Bir takım, tam olarak kelime anlamıyla DEJAVU yaşatır mı? Yaşatıyormuş.

            Resmen her yıl aynı şeyleri söylüyor, yaşıyor ve tekrarlıyoruz. Bildiğiniz dejavu olmaktan öte geçemiyoruz. Benim anlamadığım bu anlayışla taraftarı nasıl bekliyorsunuz? Siz taraftar için ne yaptınız? Taraftar kime gelecek? Ruhsuz oyun sistemine mi, başarısız ve  elindeki maçları rakibe hediye eden  Gaziantep FK’ya mı? Bu örnekleri çoğaltabilirim. Yalnız buradan bile yola çıkarak, soruyorum; Taraftar tribünlere ne için gelecek?
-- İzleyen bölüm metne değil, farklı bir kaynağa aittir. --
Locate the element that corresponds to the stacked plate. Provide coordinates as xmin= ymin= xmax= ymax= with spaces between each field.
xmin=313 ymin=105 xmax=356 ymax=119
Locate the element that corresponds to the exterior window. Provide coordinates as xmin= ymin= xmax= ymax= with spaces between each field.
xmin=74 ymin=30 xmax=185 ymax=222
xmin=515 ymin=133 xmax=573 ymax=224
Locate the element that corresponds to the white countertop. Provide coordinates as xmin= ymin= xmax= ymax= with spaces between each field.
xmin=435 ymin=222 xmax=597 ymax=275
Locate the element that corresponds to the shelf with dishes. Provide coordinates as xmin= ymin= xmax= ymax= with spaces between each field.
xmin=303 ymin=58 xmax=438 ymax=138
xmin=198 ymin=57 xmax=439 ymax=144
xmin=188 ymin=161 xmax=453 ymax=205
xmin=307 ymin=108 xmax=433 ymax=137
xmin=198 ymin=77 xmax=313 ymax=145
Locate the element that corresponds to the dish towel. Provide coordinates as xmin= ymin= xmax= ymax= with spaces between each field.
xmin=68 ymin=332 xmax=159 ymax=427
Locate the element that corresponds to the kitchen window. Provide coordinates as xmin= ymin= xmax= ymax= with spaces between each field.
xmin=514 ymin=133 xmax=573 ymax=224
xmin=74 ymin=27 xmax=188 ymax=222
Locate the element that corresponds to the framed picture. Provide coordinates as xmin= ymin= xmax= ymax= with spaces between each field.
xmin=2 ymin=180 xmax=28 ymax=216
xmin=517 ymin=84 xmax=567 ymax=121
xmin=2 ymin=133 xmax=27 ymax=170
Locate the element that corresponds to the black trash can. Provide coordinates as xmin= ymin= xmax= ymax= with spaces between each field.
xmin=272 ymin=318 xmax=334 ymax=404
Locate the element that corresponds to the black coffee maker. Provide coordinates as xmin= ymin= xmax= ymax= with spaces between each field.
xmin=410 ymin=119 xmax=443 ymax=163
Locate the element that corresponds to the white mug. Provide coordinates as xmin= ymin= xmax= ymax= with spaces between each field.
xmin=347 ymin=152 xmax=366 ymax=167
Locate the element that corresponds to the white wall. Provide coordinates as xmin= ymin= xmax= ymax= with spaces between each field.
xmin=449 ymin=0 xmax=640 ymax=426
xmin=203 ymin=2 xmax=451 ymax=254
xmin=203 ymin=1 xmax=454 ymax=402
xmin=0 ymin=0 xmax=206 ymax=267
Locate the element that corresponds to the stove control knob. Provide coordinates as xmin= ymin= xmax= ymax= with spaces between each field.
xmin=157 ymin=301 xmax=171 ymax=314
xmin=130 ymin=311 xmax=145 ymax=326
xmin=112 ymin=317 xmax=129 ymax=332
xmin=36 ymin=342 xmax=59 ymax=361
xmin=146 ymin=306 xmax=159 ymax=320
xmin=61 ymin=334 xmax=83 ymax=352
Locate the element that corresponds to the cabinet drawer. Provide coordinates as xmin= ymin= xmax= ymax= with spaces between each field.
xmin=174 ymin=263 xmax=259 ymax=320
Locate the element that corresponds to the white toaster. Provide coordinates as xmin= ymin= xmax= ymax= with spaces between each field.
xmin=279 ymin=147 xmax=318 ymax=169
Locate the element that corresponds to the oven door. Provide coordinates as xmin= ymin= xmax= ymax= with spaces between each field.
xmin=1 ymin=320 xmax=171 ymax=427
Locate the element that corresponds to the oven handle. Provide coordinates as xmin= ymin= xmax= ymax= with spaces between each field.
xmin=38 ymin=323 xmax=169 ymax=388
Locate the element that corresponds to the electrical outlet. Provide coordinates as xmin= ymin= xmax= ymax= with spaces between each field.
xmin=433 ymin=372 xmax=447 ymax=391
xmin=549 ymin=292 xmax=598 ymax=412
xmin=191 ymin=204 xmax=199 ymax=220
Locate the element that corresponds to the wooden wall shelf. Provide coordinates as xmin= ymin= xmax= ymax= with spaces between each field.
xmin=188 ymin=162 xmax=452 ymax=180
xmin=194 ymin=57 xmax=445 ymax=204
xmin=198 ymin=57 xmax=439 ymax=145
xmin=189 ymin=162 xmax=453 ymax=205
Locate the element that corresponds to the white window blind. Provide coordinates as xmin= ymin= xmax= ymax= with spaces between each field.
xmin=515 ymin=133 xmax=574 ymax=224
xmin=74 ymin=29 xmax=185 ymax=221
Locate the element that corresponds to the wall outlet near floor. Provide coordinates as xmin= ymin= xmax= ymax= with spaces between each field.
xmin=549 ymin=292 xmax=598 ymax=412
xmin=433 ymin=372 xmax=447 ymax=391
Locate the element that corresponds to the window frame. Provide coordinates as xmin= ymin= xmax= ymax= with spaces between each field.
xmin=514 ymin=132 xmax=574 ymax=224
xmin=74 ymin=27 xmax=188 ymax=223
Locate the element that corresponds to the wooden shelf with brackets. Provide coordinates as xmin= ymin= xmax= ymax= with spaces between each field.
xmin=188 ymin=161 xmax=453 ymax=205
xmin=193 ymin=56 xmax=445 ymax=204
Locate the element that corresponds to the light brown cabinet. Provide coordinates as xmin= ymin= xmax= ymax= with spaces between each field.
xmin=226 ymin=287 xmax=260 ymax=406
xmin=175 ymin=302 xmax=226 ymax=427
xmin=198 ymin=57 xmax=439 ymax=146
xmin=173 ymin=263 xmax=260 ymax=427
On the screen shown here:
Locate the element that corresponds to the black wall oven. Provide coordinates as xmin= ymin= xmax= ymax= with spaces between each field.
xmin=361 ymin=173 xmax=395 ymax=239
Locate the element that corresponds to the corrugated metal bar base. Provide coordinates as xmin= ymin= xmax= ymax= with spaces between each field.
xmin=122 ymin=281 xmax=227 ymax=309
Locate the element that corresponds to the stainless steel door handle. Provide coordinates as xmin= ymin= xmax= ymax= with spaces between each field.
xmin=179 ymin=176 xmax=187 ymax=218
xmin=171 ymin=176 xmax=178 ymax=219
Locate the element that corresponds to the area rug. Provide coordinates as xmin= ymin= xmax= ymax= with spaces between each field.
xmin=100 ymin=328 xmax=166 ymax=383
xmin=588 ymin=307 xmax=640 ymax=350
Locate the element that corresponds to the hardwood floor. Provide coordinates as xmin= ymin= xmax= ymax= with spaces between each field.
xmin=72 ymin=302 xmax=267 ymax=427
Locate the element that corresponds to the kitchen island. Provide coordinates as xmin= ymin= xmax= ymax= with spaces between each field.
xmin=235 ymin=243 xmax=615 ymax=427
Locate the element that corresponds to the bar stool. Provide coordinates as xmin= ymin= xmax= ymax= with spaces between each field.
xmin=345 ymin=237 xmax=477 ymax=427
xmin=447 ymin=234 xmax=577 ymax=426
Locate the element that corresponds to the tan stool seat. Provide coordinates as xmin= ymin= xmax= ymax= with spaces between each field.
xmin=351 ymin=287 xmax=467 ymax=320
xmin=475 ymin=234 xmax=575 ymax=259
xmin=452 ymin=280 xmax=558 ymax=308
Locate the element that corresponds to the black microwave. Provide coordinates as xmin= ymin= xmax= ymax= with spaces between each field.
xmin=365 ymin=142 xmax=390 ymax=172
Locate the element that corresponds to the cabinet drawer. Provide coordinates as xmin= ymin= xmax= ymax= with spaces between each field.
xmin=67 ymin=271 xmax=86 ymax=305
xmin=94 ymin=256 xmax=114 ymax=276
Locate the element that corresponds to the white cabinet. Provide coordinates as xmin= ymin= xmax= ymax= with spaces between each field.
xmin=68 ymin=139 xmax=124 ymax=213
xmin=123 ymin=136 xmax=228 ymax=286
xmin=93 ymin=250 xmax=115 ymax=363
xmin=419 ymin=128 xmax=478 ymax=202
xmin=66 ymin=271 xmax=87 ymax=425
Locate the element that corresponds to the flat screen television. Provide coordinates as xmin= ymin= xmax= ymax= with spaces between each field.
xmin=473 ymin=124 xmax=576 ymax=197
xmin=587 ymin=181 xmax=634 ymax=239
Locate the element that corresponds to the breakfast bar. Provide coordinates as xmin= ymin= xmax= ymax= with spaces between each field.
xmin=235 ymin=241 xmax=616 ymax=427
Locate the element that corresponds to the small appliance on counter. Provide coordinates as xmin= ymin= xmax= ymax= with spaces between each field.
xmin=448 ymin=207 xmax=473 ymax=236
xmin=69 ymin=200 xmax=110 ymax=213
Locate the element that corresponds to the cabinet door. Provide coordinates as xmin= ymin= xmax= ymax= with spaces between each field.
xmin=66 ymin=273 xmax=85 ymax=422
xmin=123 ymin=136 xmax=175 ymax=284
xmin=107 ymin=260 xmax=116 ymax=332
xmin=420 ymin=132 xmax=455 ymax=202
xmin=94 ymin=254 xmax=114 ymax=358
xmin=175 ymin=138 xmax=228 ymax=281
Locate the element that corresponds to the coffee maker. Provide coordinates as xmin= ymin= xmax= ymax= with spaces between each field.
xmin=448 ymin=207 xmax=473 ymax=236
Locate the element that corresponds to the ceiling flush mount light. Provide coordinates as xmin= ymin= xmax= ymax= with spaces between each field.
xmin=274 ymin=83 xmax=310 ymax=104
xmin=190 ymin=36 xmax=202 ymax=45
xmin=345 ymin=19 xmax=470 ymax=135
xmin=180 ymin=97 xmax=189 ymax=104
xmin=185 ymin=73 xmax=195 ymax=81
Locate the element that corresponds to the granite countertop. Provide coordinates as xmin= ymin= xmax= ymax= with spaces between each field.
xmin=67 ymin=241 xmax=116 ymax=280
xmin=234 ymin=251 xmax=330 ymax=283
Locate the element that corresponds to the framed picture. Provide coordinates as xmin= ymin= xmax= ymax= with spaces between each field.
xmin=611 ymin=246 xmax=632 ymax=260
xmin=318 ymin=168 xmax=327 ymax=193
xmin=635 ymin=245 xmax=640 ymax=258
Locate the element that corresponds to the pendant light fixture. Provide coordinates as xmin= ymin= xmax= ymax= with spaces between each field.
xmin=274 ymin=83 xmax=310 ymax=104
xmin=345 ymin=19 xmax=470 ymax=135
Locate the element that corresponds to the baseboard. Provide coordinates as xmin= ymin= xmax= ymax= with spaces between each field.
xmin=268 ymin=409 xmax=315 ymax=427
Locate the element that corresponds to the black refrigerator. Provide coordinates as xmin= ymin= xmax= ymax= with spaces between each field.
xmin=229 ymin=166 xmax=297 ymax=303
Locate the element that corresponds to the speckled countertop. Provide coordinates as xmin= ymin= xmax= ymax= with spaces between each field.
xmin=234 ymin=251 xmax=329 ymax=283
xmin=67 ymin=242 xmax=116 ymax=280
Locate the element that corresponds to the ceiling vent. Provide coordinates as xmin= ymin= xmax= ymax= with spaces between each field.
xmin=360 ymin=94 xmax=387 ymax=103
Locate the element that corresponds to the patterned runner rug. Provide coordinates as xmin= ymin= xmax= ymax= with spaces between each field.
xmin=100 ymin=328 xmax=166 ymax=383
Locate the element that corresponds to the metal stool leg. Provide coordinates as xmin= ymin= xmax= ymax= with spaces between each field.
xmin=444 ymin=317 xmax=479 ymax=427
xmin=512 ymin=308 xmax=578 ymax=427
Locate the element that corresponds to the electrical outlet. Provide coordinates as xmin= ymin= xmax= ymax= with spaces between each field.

Geçen yıl yakındığımız ve sürekli uyarılarda bulunduğumuz hususlar, bu yıl bir başka versiyonla karşımıza çıktı. Gidilmesi gerekenler gönderildi, eyvallah. Alınan oyuncularla övündük buda tamam. Lakin son birkaç transferlerle sezona başlanması gerektiğine defalarca değindik; ama nedense yönetim ya da Erol Hoca oralı olmadı. Kim yeterli gördü bilmiyorum; lakin şunu net bir şekilde ifade edebilirim ki, ben burada Erol hocayı sorumlu tutarım. Çünkü; takımın eksiklerini yönetime bildirecek, yönetimden bu oyuncuların alınması için diretecek. Eğer ki hoca burada ağırlığını koymazsa, yönetime göre hava hoş, hoca yeterli gördü der geçer. Tabi burada olan takıma, taraftara, şehre olacaktır. Ceremesini daha şimdiden çekmeye başladık. Üstelik ligin henüz çok başındayız.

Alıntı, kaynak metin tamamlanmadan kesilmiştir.